The 2021 Mini Countryman is available in four models, each with a different powertrain: the Cooper, the Cooper S, the John Cooper Works, and the Cooper SE plug-in hybrid, all of which used to serve as the Countryman trim levels. Each of those except the hybrid is then offered in three trims -- Classic, Signature, and Iconic. For simplicity, we have opted to display the estimated pricing for the base Classic trim on each engine model. Then we show the added cost and content of the Signature and Iconic trim levels in parentheses. The added amount is based on the price of the Classic trim. To put it mildly, Mini’s pricing, content, and options are a hot mess. We’ve attempted to clean it all up as much as possible. ALL4 (AWD) on the Cooper and Cooper S models adds $2,000 to the posted price. AWD is included in JCW and SE plug-in hybrid models. Prices don’t include the destination fee. The new
Mini Countryman Oxford Edition ($26,500) is the bargain of the bunch. It's equipped with all the standard equipment of the Classic Trim (see below), plus other welcome features like Union Jack taillights, an 8.8-in display, 18-inch alloy wheels, run-flat tires, a black headliner, and heated front seats. Mini says the Oxford Edition has a no-haggle bargain price made possible by not offering any incentives on the car.

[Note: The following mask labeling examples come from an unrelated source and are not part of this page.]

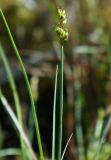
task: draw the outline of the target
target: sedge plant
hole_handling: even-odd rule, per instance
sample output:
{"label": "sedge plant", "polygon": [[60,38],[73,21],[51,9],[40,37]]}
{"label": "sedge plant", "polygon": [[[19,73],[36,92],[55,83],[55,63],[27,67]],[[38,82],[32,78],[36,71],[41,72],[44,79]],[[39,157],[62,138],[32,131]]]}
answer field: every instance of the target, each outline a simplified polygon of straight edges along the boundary
{"label": "sedge plant", "polygon": [[58,160],[61,159],[62,150],[62,125],[63,125],[63,81],[64,81],[64,42],[68,40],[68,31],[65,28],[67,23],[66,12],[64,9],[58,9],[59,23],[56,27],[61,45],[60,60],[60,115],[59,115],[59,142],[58,142]]}
{"label": "sedge plant", "polygon": [[21,70],[22,70],[23,75],[24,75],[24,79],[25,79],[25,82],[26,82],[26,85],[27,85],[29,96],[30,96],[30,102],[31,102],[31,107],[32,107],[32,112],[33,112],[33,119],[34,119],[35,128],[36,128],[38,148],[39,148],[39,153],[40,153],[40,160],[44,160],[44,154],[43,154],[41,136],[40,136],[40,131],[39,131],[38,118],[37,118],[37,115],[36,115],[36,108],[35,108],[35,103],[34,103],[34,99],[33,99],[33,94],[32,94],[32,90],[31,90],[30,82],[28,80],[28,76],[27,76],[23,61],[21,59],[20,53],[19,53],[19,51],[17,49],[17,46],[16,46],[15,41],[14,41],[14,38],[13,38],[13,36],[11,34],[9,25],[7,23],[7,20],[6,20],[5,15],[4,15],[4,13],[3,13],[1,8],[0,8],[0,16],[2,18],[2,21],[3,21],[4,26],[6,28],[7,34],[9,36],[12,48],[14,50],[14,53],[15,53],[17,59],[18,59],[18,62],[20,64],[20,66],[21,66]]}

The
Cooper Classic ($29,100) comes with the 1.5-liter turbocharged engine, 17-in alloy wheels, panorama roof, LED headlights and fog lights, a leather-wrapped steering wheel, SensaTec faux leather seating, air conditioning, roof rails, rear parking sensors, a backup camera, heated outboard mirrors, push-button start, a tilt-and-telescoping steering wheel, cruise control, Active Driving Assistant, Bluetooth connectivity and a 6-speaker audio system with satellite radio capability and a USB port, and run-flat tires. The Cooper
S Classic ($31,900) has the 2.0-liter turbocharged engine. The
John Cooper Works Classic ($41,500) comes with the high-output 2.0-liter turbocharged engine. The Cooper
SE Classic ($41,500) uses the hybrid powertrain and comes with AWD. To the Classic’s features, the
Signature (+$2,500) adds 18-in wheels, remote keyless entry, power liftgate, heated front seats, dual-zone automatic climate control and 6.5-in touchscreen. Building on the Signature features, the
Iconic (+$6,500 to $7,500 depending on model) includes 19-in alloy wheels, premium leather upholstery, 8.8-inch touchscreen display with navigation and Apple CarPlay and Harman Kardon audio. Like every Mini, the Countryman is highly customizable: You can order it however you’d like. It takes between one and two months to get one, but take our word for it — when you take a gander at the long, involved list of options and packages, you will probably agree that it makes sense to order exactly what you want. Here’s a small sampling of available packages (not all are available on every trim): The Touchscreen Navigation Package, real-time traffic info, Apple CarPlay, wireless charging and a navigation system. The Driver Assistance Package includes park distance control, adaptive cruise control, a parking assistant, and a head-up display. And the list of factory packages and stand-alone options goes on and on. Note that Android Auto integration isn’t available, but for 2021 Amazon Alexa is. The dealer also has a parts department bristling with customizing elements to further tailor your Countryman.